In scratching for that stat for you I found another rule of thumb from Benz for newer deep charge silver/calcium AGM batteries as follows - take your pick - not consistent.
100% 12.7V
90% 12.5V
80% 12.42V
70% 12.32V
60% 12.20V
50% 12.06V
40% 11.9V
30% 11.75V
20% 11.58V
10% 11.31V
0% 10.5 V
This very thing happened to a friend's 2003 E500 (1st year of that model) and his battery would be flat in 3 days. Finally, word came down from on high (Stuttgart) what was going on and after the solution was applied, no more dead batteries.
I would think your dealer would remember all that but don't count on it what with all the personnel changes in the service departments.


Quote
"I have read many papers on these things & other than no spill/zero maintenance difference between wet cell & AGM the main advantages are:
- Durability - designed for military - can be mounted on their side if required
- Suffer less damage if discharged below 50% - happy as a starter battery with typical 3 to 5% discharge cycles
- Can accommodate a huge number of such charge/discharge cycles
- Don't suffer low electrolyte damage that wet cell batteries do if level is not maintained
- Can be vented safely in closed areas
- Size due to nature of plate packing & material
- Easier to charge/accept charge quickly/low internal resistance
- Can dispense their charge at a higher rate
- Silver/Calcium/Lead plates last longer than lead or lead sponge
- AGM batteries have a very low self-discharge rate (from 1% to 3% per month vs wet cell at up to 4% a week)
- Almost impervious to freezing
- 97% recyclable"
unquote
Last edited by Glyn M Ruck; Sep 18, 2011 at 10:50 AM.
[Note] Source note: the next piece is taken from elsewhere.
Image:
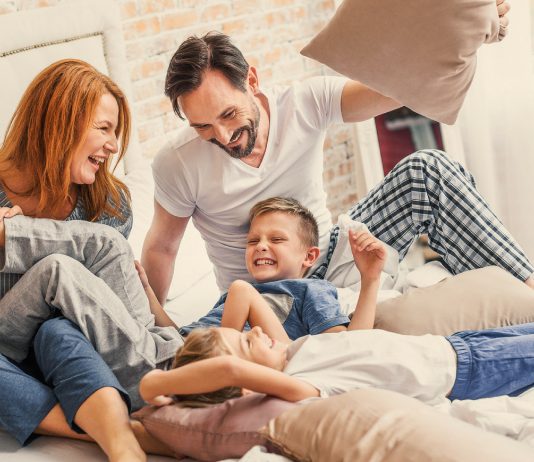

AGM batteries are easily damaged by overcharging.

Parasitic current draw will knock this surface charge off of an AGM battery very quickly. Then rate of discharge will slow for a given draw.
My x204, basically same car as a w204 also has been outputing only 12.15 V after car has been sitting 24 hours. This is measured with a multimeter at the battery terminals (NOT from dash console).
Car starts and operates totally fine even after multiple short trips. I'm not sure if the Mercedes Benz charging system just maintains at lower SOC rate or that my battery is got to go replaced.
Curious to see if this discussion has progressed over the last 6 years from the original Op discussion.